Management on a Chinese cobalt refineries tour in April 2017
Management recently returned from a commercial and technical visit to China (pictured, above) which Kaderavek said held three key highlights.
“Firstly, the Chinese have been commercially extracting cobalt for over 50 years, and technically they are very, very efficient,” he said.
“Secondly, the cobalt industry expects that today’s price (US$25/lb) is sustainable and allows strong upstream/downstream margins.
“Finally, there is a tremendous opportunity to produce cobalt salts (rather than lower value cobalt metal concentrates) for the lithium-ion battery market and realise strong premiums.”
“For investors we are different, we are worth a look,” said Kaderavek, who also brings a different approach to a junior resource company.
Cobalt Blue Holdings CEO Joe Kaderavek
He has an Aeronautical Engineering background, spent eight years running a hedge fund and previously was head of resources for Deutsche Bank.
“I went from the RAAF to an open cut mining role, which sounds a bit of a stretch,” Kaderavek (pictured right) acknowledges.
“But in reality, I transitioned from the logistics and operations of large, complex flying assets, to large and slightly less complex dirt-moving operations, when I worked on contract for BHP and Rio Tinto.
“I also spent a year as a consultant in a think tank essentially looking at energy storage, so my background is a combination of mining and understanding cobalt and its uses.”
The London Metal Exchange cobalt price has virtually doubled so far this year, with the price for three-month cobalt nearing US$60,000 a tonne in recent weeks.
Kaderavek is positive about cobalt’s cycle, driven primarily by energy storage demand.
“I think we have a 10 year above-trend price ahead of us,” he said, adding the company aimed to enter the market quickly and position itself as a long-term producer.
“My goal is for Thackaringa to be known as a low-cost, large-scale, safe and dependable cobalt producer for decades to come.”
Cobalt Blue received strong investor support with its successful A$10 million IPO in February and Kaderavek expects the share price to respond as the company proves up the processing and economics in the next six to 12 months.
“The market will come to understand we are assessing modern, efficient processing techniques that are highly automated and very low cost,” he said.
“We’re also unique in our transparency and providing three-year guidance about our development.
“We are funded to get through PFS and have a firm view we’ll become a developer and ultimately a producer – we’re not making a token effort to be one of the pack, we’re a serious development option.”
He is also looking forward to expanding knowledge of Thackaringa through a major geophysical survey programme.

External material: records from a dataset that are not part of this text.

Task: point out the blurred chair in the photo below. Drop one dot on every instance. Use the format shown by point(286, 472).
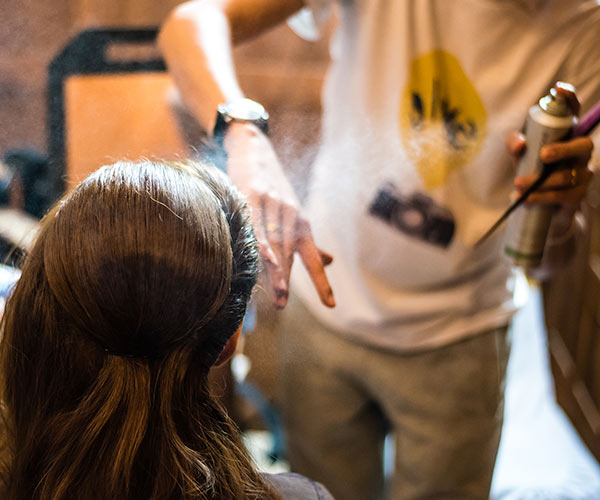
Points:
point(108, 99)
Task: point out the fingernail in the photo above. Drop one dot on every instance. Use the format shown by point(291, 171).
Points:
point(547, 155)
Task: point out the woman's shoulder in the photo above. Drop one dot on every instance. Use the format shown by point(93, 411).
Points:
point(293, 486)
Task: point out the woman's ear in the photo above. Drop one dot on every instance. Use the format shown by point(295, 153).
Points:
point(229, 348)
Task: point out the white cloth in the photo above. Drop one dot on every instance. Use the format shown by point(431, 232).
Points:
point(417, 103)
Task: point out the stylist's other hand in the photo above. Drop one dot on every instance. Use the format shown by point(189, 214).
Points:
point(280, 227)
point(568, 185)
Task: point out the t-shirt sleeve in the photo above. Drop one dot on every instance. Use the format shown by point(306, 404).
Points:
point(309, 22)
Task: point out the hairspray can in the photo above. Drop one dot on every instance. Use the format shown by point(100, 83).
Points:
point(550, 120)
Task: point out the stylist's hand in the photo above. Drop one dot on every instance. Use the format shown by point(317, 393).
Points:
point(280, 227)
point(568, 185)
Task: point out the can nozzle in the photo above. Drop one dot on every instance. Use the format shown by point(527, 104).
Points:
point(561, 101)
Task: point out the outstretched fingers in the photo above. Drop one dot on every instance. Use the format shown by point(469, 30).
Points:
point(314, 260)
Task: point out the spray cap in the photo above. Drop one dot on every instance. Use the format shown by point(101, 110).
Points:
point(561, 100)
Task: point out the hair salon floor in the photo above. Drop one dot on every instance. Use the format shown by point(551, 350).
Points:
point(541, 456)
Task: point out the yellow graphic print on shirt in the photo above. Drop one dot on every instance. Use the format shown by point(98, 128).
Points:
point(442, 119)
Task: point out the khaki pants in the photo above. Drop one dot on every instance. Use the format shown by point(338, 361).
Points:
point(443, 407)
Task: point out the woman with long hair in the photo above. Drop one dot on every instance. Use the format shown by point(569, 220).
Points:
point(137, 285)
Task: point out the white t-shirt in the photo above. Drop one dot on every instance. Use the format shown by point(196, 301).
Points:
point(413, 167)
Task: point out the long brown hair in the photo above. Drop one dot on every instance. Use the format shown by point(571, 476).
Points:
point(137, 280)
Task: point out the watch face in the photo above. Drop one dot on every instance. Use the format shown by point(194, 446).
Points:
point(245, 109)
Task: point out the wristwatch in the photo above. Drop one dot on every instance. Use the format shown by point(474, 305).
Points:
point(240, 110)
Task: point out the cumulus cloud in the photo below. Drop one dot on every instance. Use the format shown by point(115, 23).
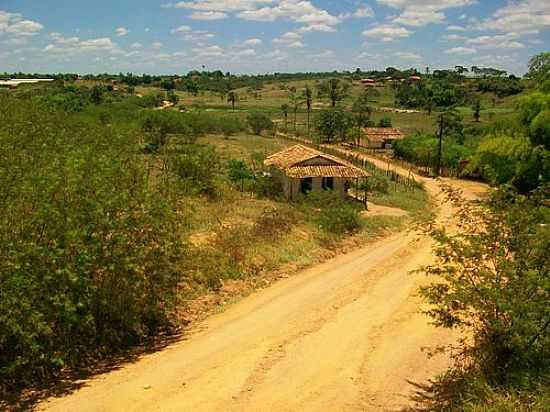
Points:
point(252, 42)
point(504, 41)
point(461, 51)
point(14, 24)
point(208, 15)
point(361, 12)
point(287, 38)
point(519, 16)
point(418, 13)
point(387, 32)
point(122, 31)
point(74, 45)
point(407, 56)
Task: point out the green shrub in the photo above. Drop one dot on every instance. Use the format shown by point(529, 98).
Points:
point(90, 255)
point(332, 214)
point(385, 122)
point(239, 172)
point(197, 167)
point(259, 122)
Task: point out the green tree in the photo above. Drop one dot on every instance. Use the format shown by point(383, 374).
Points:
point(477, 110)
point(285, 108)
point(334, 89)
point(540, 129)
point(239, 172)
point(308, 99)
point(362, 111)
point(295, 102)
point(539, 67)
point(96, 94)
point(333, 124)
point(232, 98)
point(492, 281)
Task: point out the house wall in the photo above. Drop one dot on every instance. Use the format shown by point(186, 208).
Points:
point(292, 186)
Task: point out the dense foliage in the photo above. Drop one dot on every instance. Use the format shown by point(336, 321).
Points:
point(88, 252)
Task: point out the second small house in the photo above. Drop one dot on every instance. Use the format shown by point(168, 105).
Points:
point(306, 169)
point(380, 137)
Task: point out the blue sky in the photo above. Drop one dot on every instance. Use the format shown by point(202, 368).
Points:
point(258, 36)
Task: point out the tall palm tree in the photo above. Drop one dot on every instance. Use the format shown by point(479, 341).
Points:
point(232, 98)
point(308, 97)
point(284, 109)
point(295, 102)
point(335, 89)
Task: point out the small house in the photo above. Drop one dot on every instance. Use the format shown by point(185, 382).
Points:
point(380, 137)
point(306, 169)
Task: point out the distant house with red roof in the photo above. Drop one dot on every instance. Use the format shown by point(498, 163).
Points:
point(380, 137)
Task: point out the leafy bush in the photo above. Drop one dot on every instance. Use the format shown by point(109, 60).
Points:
point(239, 172)
point(274, 223)
point(333, 215)
point(333, 124)
point(197, 167)
point(269, 184)
point(506, 159)
point(259, 122)
point(385, 122)
point(491, 280)
point(90, 255)
point(422, 149)
point(376, 183)
point(540, 129)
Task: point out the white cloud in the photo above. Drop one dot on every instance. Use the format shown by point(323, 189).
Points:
point(299, 11)
point(327, 54)
point(504, 41)
point(361, 12)
point(387, 32)
point(211, 51)
point(122, 31)
point(218, 5)
point(420, 13)
point(246, 53)
point(104, 43)
point(60, 39)
point(407, 56)
point(208, 15)
point(296, 45)
point(252, 42)
point(519, 16)
point(181, 29)
point(461, 51)
point(287, 38)
point(74, 45)
point(15, 25)
point(453, 37)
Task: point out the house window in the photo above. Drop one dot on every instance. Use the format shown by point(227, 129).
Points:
point(306, 185)
point(328, 183)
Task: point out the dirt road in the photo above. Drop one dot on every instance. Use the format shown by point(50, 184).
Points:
point(342, 336)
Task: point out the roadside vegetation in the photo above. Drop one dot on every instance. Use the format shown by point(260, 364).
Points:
point(120, 223)
point(132, 205)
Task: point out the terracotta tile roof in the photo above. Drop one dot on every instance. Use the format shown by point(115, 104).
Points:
point(380, 134)
point(291, 161)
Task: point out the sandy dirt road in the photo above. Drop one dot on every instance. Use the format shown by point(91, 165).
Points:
point(346, 335)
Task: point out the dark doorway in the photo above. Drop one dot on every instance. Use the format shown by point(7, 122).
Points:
point(328, 183)
point(306, 185)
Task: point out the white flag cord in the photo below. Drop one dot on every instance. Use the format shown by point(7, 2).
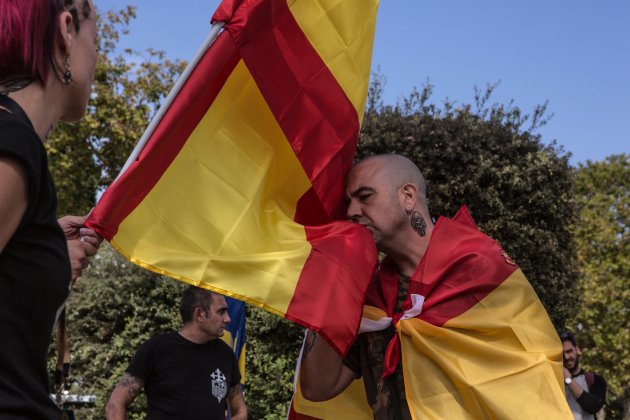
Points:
point(214, 33)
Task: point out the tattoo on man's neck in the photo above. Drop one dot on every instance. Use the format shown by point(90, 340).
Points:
point(417, 223)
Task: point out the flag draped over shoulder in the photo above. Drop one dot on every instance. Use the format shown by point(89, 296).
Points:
point(238, 187)
point(482, 345)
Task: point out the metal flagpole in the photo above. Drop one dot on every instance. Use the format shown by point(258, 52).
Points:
point(214, 32)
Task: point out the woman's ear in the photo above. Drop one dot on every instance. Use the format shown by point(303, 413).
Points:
point(65, 33)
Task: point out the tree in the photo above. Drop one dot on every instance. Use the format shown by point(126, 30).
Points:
point(519, 191)
point(85, 157)
point(601, 317)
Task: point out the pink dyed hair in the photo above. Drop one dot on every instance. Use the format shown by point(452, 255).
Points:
point(27, 31)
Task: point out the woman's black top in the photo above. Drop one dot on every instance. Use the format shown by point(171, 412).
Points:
point(34, 277)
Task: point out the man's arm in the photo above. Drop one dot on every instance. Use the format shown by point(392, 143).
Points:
point(322, 373)
point(592, 400)
point(236, 403)
point(126, 391)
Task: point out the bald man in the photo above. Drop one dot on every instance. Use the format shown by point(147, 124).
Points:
point(387, 195)
point(474, 367)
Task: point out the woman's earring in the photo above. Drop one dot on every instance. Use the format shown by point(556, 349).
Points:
point(67, 74)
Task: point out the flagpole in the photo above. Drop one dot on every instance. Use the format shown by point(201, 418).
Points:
point(214, 32)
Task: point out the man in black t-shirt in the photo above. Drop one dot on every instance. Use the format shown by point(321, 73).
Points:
point(585, 391)
point(187, 374)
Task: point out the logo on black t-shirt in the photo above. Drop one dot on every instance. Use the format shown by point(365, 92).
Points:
point(219, 385)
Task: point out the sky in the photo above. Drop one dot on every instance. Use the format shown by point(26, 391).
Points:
point(575, 54)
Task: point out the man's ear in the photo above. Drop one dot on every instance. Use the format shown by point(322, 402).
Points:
point(198, 313)
point(409, 195)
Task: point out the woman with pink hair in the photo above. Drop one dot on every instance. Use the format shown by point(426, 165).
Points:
point(47, 62)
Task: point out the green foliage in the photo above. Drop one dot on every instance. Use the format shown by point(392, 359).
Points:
point(114, 308)
point(602, 233)
point(86, 156)
point(273, 345)
point(489, 157)
point(518, 190)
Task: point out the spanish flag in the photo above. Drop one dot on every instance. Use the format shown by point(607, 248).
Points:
point(474, 340)
point(240, 185)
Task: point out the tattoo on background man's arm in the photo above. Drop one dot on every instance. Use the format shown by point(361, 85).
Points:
point(235, 390)
point(133, 384)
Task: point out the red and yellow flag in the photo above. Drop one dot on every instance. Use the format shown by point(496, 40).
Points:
point(238, 187)
point(481, 347)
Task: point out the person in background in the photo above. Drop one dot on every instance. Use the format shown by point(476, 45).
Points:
point(585, 391)
point(187, 374)
point(47, 61)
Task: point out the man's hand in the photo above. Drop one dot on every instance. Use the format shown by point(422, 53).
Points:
point(566, 373)
point(82, 243)
point(236, 403)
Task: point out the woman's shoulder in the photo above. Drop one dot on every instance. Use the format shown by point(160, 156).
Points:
point(19, 140)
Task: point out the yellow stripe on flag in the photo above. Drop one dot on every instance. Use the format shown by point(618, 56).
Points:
point(247, 218)
point(493, 361)
point(342, 33)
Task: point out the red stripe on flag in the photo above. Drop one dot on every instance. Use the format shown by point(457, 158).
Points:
point(465, 266)
point(332, 286)
point(182, 117)
point(310, 106)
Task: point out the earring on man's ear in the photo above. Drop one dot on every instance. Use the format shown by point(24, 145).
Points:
point(67, 74)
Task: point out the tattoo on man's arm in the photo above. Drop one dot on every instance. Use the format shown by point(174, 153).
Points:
point(133, 384)
point(235, 390)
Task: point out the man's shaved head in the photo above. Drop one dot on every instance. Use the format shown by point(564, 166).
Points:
point(397, 170)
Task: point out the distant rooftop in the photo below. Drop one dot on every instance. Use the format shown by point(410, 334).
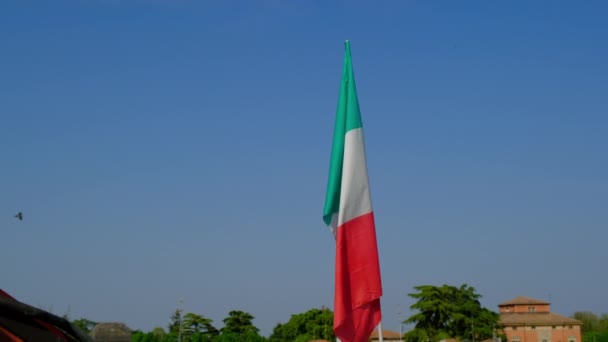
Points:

“To date we have focussed on less than 5% of our acreage,” he said.
Thackaringa district view
“I am excited by the prospect that Thackaringa contains extensions of the significant ore we already know about.”
Its location, just 23km from the mining hub of Broken Hill, is another positive factor feeding into the project’s strong margins.
“It’s all about being low-cost, we are effectively an industrial estate on the outskirts of a major city, and far removed from a fly-in, fly-out, diesel-powered remote site as you can imagine,” Kaderavek said.
The project has access to people, rail, water, road and power, with the opportunity to tap into wholesale electrical pricing through the National Electricity Market substation just 19km away. Processing ore at wholesale power rates makes for a very low-cost operation.
The Thackaringa deposit lies within 2km of the railway line, built originally by BHP, that can take its product straight to Port Pirie for export.
“Our message is about margin, low cost and scale,” he reiterated.
“Investors can look forward to the next 12 months as we prove up the processing and economics and demonstrate that we can create a strong margin from a unique cobalt pyrite ore.
“Once we’ve done that, Cobalt Blue is going to be in a different category.”